You can be part of changing the nation through your workplace. One of the most powerful ways you and your colleagues can make a difference is by increasing your awareness and understanding. Even little steps taken in the workplace can lead to a big change in our nation.

Before you do anything watch this…

Here are five things you can do in your workplace to make a difference

  • 1. Learn about our history and Indigenous cultures today

    Everyone in Australia can benefit from learning more about Australia’s shared history, Indigenous cultures, and the land that they’re on. You can do this with your colleagues by choosing learning that’s relevant to your industry or workplace. Here are some ideas to get you started:

    > Explore resources and stories created by First Nations people. For example, you could host a lunchtime viewing of an Indigenous film or documentary, or you could share a short video or poem at a staff meeting. The resources and stories on our website are a great place to start.

    > Learn about Indigenous perspectives related to your industry. There may be relevant conferences, workshops or training sessions that you can attend.

    > Incorporate discussion or reflection around Indigenous topics or news items into your staff meetings. When looking for content to share or discuss include things that are written or produced by Aboriginal and Torres Strait Islander people.

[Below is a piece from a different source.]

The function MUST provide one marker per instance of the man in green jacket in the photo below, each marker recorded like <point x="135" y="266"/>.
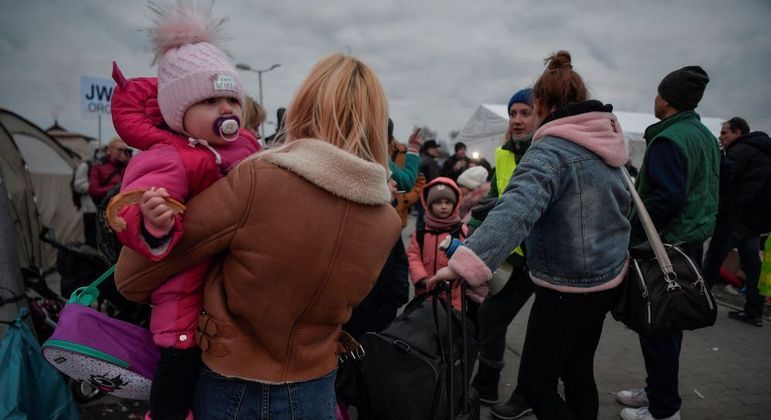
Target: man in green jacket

    > Consider the inclusion of cultural learning in any professional development program your workplace schedules.

  • 2. Share what you’ve learnt

    Sharing what you’ve learnt can inspire others to learn more too. You could share what you’ve learnt internally with staff, externally through your corporate communications channels, or even with family and friends.

    We’ve created an Identity and Culture activity to help you explore your own culture and share it with your colleagues. Doing this activity as a group gives you the chance to learn about the cultures of others in your workplace. You can access the worksheet here.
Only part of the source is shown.